Dante okumaları iki büyük kola ayrılıyor. Bunun kaynağında Dante’yi nasıl alımladığımız bahsi yatmaktadır. İlk kol Dante’yi teolojinin içinden okur. Bu okumaya göre Dante inanmış bir Hıristiyan, tümüyle inancının buyruğu altında yaşayan biri ve kendisine örnek aldığı ustaları aziz Augustinius ile Aquinalı Thomas’tır. Dante’nin İlahi Komedya’da yarattığı düzen ortaçağ hıristiyanlığına damgasını vurmuş bu iki ismin eseridir. T.S.Eliot, Francis Ferguson, Erich Auerbach, Charles Singleton ile John Freccero gibi edebiyat eleştirmenleri ve düşünürleri bu okumanın modern temsilcileridir.
Bu okumanın karşısında daha seküler bir okuma yer alır.

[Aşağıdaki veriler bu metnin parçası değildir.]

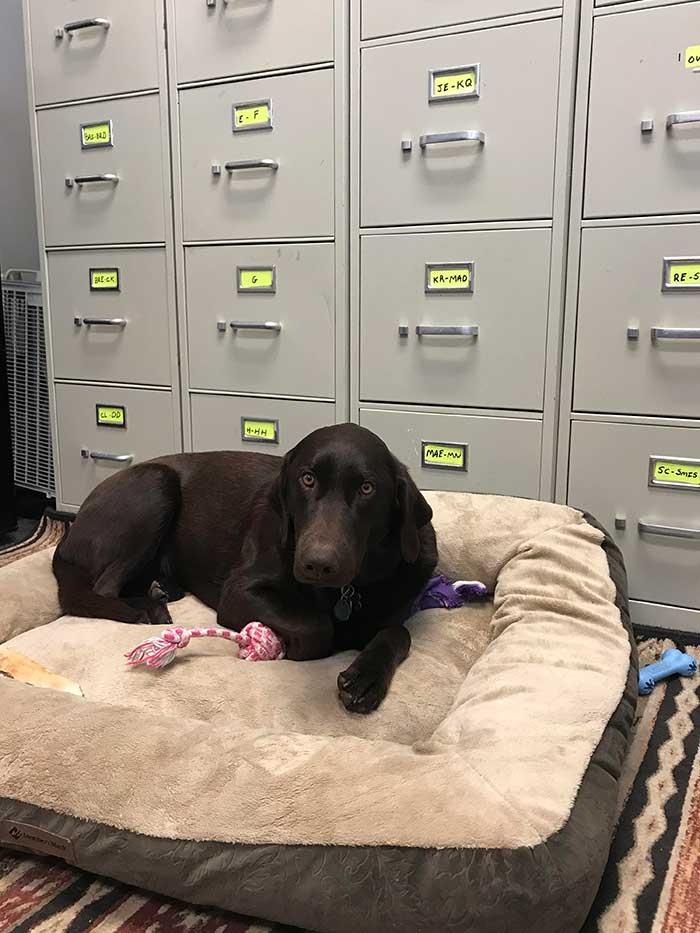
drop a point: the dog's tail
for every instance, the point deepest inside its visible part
(77, 597)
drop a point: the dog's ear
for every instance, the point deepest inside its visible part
(414, 513)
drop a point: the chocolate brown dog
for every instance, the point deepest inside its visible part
(329, 547)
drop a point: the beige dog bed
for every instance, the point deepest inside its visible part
(480, 796)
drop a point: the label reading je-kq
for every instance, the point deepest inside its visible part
(679, 473)
(104, 280)
(252, 115)
(96, 135)
(451, 83)
(449, 277)
(436, 456)
(255, 430)
(111, 416)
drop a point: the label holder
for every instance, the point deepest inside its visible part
(669, 261)
(655, 459)
(256, 289)
(247, 439)
(426, 464)
(250, 105)
(110, 424)
(446, 72)
(105, 288)
(105, 145)
(430, 289)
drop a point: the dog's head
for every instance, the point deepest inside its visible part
(341, 495)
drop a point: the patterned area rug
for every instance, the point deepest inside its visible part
(651, 884)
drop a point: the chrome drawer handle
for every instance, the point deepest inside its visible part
(272, 164)
(100, 321)
(275, 326)
(675, 333)
(91, 179)
(113, 458)
(469, 330)
(676, 119)
(668, 531)
(432, 139)
(69, 28)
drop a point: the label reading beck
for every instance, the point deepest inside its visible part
(104, 280)
(255, 115)
(111, 416)
(94, 135)
(684, 473)
(446, 83)
(254, 430)
(444, 456)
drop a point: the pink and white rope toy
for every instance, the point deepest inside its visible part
(256, 642)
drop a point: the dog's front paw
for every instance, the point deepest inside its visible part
(361, 691)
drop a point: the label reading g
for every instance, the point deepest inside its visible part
(451, 83)
(260, 279)
(104, 280)
(96, 135)
(253, 430)
(111, 416)
(682, 273)
(444, 456)
(253, 115)
(683, 473)
(449, 277)
(692, 56)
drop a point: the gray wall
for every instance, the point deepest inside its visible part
(18, 237)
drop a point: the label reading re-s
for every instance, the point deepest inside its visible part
(111, 416)
(444, 456)
(675, 473)
(265, 431)
(96, 134)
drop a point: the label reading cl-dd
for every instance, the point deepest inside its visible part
(444, 456)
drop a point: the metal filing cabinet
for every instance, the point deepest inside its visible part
(459, 126)
(101, 158)
(259, 124)
(629, 438)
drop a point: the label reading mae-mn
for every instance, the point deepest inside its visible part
(435, 456)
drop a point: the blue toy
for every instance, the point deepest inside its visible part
(672, 662)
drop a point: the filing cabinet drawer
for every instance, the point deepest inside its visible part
(494, 290)
(291, 192)
(638, 336)
(135, 424)
(390, 17)
(457, 158)
(73, 59)
(270, 426)
(219, 39)
(261, 318)
(610, 476)
(644, 111)
(501, 455)
(109, 315)
(125, 207)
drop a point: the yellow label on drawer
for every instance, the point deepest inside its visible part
(680, 274)
(444, 456)
(251, 279)
(251, 116)
(692, 56)
(265, 431)
(458, 83)
(675, 473)
(96, 134)
(104, 280)
(111, 416)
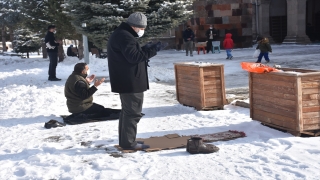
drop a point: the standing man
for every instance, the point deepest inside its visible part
(188, 37)
(128, 74)
(52, 50)
(211, 36)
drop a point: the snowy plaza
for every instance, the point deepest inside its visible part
(29, 151)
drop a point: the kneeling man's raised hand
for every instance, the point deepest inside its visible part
(99, 82)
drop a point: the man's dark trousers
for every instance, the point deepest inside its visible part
(129, 118)
(53, 56)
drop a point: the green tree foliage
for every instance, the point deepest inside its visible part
(103, 16)
(26, 41)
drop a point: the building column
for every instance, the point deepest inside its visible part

Dante’nin yarattığı edebi evrenin keyfi ve kişisel olduğunu iddia eder. İlahi Komedya’da kusursuzluğun temsilini üstlenen Beatrice’i bizzat Dante’nin kendisi yaratmıştır. Cehennem’in tamamında ve Araf’ın son katlarına kadar şaire göz kulak olması için Vergilius’ü o görevlendirmiştir. Beatrice atfedilen kutsiyet bizzat şairin yaratımıdır. Dante’nin yolculuğu sırasında karşısına sayısız kişi çıkar ve onlarla meraklı biri olarak ilgilenir. Başından geçenleri, akıbetlerini ve şimdi ne yaptıklarını anlamaya çalışır. Ama bu yolculukta Dante’ye asıl olarak iki kişi rehberlik eder. İlki şair Vergilius’dür. Diğeri ise Dante’nin ölümsüz, ilahi aşkı Beatrice’dir. Azizlerin, azize ve melikelerin eşlikçiliği çok sınırlıdır. Dulcinea del Tobosa nasıl Don Ouijote’nin imgeleminin ürünü idiyse Beatrice’de Dante’nin imgeleminin bir mahsulüydü. Çocukken oyun oynadığı, erken yaşta evlendiği için akıbetini bilmediği Beatrice ‘i Dante’nin sanatı yaratmıştı.
Bloom’un kendini de dahil ettiği bu ikinci okuma daha seküler daha laik bir okumadır. Bu okumanın temellerini seküler bir tarih biliminin yeniçağ başlarında kurucusu kabul edilen Giambattista Vico atmıştı. Temsilcileri arasında Foscolo, Francesko de Sanctis ile ünlü İtalyan estetikçi Benedetto Croke’nin de bulunduğu bu geleneğe Alman edebiyat tarihçisi E.R.Curtius’da dahildi. Bu geleneğe göre Dante yüzünü Augistinius’a, Aquinalıya değil kendi yarattığı imgesine dönmüştü. Bloom’un dediği gibi ‘ geleneği özümseyerek değil, geleneği (...) eğip bükerek evrenselliğe ulaşmıştı ‘.
Homeros’un Odysseus’u yaratması gibi Dante’de Beatrice’i yaratmıştı. Dante’nin bu ölümsüz aşkı Araf’ın 20.kantosundan başlayarak Cennet’in en yüksek katlarındaki ölümsüz, ilahi, sonsuz ve büyüleyici ışıkla karşılaşıncaya kadar Dante’ye eşlik eder. Dante onun yanında çok uysal biri olur. Vergilius’ün karşısında meraklı bir çırak gibi davranan Dante Beatrice’in büyüleyici güzelliği karşısında tam anlamıyla teslim olur. Julia Kristeva ile Phillip Sollers çifti evlilikleri üzerine diyaloglardan oluşan kitaplarında aşkı yetişkinlerin yeniden çocukluğa iltica etmelerine benzetmişti. Aşk tıpkı çocuklukta olduğu gibi tarafları oyunun, amaçsız amaçlılığın dünyasına yeniden dönderir. Floransa sokaklarında Beatrice ile gamsızca oyunlar oynayan Dante politikanın, entrikanın, sürgünün bunaltıcı ortamından kayıp aşkına sığınarak benliğini yeniden yaratmaya çalışıyordu. Kullandığı dil, imgeler yer yer teolojik olsa da ihtişamlı kibri ile Dante bireyselliğine güçlü biçimde inanan, özerk biriydi. Neredeyse üçüncü ahit muamelesi gören İlahi Komedya bu nedenlerle aristokratik çağın ilk büyük seküler yapıtıydı.